TIME Military

Pentagon Sending a Message to Iraq by Dragging Its Boots

US Fighters patrol the No Fly Zone over Iraq
A heavily armed U.S. F-16 patrols the "no-fly" zone over northern Iraq in 1998. USAF / Vincent A. Parker / Getty Images

Slow-motion U.S. reaction is designed to push Baghdad to compromise

During the first lull—1991 to 2003—in the now-23-year-old Iraq war, U.S. war planes would routinely destroy missile sites operated by Saddam Hussein’s forces if American pilots deemed them threatening.

Now that the U.S. is amid a second lull, since pulling its forces out in 2011, it has adapted a different strategy. While it’s flying 30 or more manned and unmanned airplanes daily over Iraq to chart the progress of the rebels belonging to the Islamic State of Iraq and Syria, as they bulldoze across western Iraq and threaten Baghdad, the U.S. has numbed its trigger finger.

“No truth to rumors in media today that US drones struck [ISIS] targets in Iraq,” Rear Admiral John Kirby, the Pentagon’s top spokesman, tweeted to his 27,000 followers mid-day Tuesday.

What’s going on here?

It’s simple: the U.S. military generally “sends messages” by attacking. Now it is sending messages by not attacking. And its target this time around isn’t the enemy, but its purported ally running the country.

While the Pentagon officially denies it, the U.S, government is dragging its feet when it comes to defending Prime Minister Nouri al-Malaki’s government in Iraq. This Goldilocks approach surfaced at Tuesday’s Pentagon briefing, where Kirby said ISIS is a “legitimate threat to Baghdad,” and said the first 90 U.S. troops have arrived in the Iraqi capital to set up a command post and figure out how the U.S. might be able to help. President Obama said Thursday that as many as 300 advisers could end up in Iraq offering intelligence and guidance to the Iraqi security forces trying to defeat ISIS.

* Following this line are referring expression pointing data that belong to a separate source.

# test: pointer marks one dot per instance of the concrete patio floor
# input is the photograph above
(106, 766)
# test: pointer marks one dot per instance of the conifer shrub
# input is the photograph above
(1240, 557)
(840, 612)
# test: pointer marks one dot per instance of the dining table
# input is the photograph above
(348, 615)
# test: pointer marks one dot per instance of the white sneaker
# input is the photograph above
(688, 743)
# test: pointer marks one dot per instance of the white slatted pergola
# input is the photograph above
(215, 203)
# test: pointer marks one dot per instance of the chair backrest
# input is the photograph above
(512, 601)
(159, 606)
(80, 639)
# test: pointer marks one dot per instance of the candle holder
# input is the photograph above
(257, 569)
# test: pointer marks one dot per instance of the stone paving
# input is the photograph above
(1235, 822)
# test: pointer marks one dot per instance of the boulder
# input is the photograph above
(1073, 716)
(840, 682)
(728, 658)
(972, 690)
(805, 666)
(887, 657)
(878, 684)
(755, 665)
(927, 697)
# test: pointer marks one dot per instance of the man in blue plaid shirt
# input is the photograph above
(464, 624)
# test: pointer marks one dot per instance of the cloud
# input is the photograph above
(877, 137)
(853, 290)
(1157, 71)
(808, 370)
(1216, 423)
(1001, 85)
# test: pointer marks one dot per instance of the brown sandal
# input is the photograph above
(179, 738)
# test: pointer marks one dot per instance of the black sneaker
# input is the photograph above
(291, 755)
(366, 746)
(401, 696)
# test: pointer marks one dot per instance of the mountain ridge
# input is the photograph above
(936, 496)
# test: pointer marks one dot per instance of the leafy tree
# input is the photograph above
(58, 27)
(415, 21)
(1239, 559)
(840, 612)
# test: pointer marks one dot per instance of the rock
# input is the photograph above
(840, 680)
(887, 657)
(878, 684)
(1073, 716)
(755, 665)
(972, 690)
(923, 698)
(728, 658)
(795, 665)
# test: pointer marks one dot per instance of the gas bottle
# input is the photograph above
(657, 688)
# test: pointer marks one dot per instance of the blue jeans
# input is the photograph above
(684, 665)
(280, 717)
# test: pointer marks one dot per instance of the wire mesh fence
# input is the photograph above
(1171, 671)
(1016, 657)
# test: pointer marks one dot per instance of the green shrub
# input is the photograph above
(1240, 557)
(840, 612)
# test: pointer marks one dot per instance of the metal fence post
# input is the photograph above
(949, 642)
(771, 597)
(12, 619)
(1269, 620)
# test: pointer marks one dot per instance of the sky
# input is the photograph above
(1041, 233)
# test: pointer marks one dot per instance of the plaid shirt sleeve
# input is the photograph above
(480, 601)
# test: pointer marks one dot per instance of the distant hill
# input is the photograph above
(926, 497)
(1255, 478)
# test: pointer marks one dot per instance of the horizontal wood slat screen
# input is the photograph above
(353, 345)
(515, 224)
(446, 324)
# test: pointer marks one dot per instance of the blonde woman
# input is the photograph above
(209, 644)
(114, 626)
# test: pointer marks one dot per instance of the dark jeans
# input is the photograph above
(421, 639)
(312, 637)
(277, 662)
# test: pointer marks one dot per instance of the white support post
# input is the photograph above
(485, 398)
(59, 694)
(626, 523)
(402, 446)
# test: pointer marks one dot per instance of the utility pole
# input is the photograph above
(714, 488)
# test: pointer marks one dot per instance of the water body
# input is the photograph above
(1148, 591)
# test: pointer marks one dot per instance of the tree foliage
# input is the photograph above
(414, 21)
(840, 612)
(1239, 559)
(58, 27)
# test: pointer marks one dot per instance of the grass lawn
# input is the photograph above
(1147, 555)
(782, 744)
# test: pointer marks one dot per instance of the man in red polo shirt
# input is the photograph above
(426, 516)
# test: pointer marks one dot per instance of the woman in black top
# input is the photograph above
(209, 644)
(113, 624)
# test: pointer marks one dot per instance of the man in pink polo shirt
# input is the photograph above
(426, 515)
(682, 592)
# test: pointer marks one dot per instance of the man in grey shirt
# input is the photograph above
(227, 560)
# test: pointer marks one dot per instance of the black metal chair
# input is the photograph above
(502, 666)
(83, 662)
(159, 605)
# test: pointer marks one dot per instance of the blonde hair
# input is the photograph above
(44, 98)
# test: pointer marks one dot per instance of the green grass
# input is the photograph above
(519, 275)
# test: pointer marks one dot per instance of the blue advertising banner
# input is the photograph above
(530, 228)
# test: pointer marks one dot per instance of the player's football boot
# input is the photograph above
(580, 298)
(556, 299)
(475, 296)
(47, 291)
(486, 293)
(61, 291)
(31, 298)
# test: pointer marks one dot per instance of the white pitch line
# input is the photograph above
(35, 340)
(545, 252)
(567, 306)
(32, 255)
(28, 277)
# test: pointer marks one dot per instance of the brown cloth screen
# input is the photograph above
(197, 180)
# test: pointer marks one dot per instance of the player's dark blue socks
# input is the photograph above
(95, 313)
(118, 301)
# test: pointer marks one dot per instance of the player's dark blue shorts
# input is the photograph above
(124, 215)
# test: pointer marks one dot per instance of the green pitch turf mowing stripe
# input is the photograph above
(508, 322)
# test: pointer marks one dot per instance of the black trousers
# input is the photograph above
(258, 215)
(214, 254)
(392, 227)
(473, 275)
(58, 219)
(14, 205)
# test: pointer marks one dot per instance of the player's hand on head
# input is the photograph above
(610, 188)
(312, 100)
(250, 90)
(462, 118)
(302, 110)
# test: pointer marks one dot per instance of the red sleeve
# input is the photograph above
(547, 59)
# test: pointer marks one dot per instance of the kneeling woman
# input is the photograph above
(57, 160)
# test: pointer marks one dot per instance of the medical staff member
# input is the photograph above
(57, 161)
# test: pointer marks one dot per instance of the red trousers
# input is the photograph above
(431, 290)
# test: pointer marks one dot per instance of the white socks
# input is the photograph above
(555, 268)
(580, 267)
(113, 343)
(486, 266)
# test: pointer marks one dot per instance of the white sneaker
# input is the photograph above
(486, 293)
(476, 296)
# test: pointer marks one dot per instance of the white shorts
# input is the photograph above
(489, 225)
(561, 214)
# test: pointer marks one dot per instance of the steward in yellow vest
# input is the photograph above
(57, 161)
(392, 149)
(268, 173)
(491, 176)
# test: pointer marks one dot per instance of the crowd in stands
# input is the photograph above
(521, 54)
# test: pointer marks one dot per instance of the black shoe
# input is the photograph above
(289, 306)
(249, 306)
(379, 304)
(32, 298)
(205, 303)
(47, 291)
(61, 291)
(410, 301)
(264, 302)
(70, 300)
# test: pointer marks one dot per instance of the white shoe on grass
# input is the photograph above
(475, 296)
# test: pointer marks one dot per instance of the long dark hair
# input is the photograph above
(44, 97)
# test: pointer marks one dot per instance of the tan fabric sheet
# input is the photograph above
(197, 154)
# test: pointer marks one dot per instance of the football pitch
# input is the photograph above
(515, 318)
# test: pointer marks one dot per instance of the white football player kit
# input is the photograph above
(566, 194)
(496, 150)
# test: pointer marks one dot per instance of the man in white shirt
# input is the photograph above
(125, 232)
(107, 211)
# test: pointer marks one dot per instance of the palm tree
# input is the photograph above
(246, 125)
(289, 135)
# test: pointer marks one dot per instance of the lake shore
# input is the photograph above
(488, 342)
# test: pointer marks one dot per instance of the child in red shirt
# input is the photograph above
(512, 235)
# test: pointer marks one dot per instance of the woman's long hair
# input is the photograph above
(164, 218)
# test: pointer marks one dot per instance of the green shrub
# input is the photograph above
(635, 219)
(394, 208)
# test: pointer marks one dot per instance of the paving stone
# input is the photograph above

“This is a measured, deliberate approach to help us and [the Iraqi government] get better eyes on the situation,” Kirby said. “This isn’t about making assistance and advice hinge purely and solely on political gains.”

But Kirby described a Pentagon that is in no rush to save the Iraqi capital:

The teams will begin their assessments immediately and provide their findings through the chain of command within the next two to three weeks…we continue to fly routine and regular ISR [intelligence, surveillance and reconnaissance] missions over Iraq to the tune of about 30 to 35 flights per day to help us gain better insight about the security situation on the ground. This continued effort will no doubt aid our assessment teams as they begin their important work…then we’ll make decisions, follow-on decisions, about the second joint operations center in northern Iraq at a later date…Right now we’re sort of in the assessment phase, and standing up the joint operations center is a key part of that. Eventually we’ll move to, you know, a more active advise-and-assist phase.

Washington is trying to hit the sweet spot: promise to deliver enough help in the form of air strikes and on-the-ground advisers to preserve Maliki’s government, but make sure it arrives slowly enough that he feels compelled to compromise with the Sunnis and Kurds who are now tearing the country apart.

It’s a gamble, for both Obama and Maliki.

It isn’t clear yet whose side time is on. The final U.S. troops left South Vietnam on Mar. 29, 1973. Saigon fell to North Vietnam, and South Vietnam ceased to exist, 762 days later, after the U.S. Congress refused to pay for additional fighting. It has been 919 days since the last U.S. troops stationed in Iraq, to wage the war that started with the 2003 invasion, headed for home.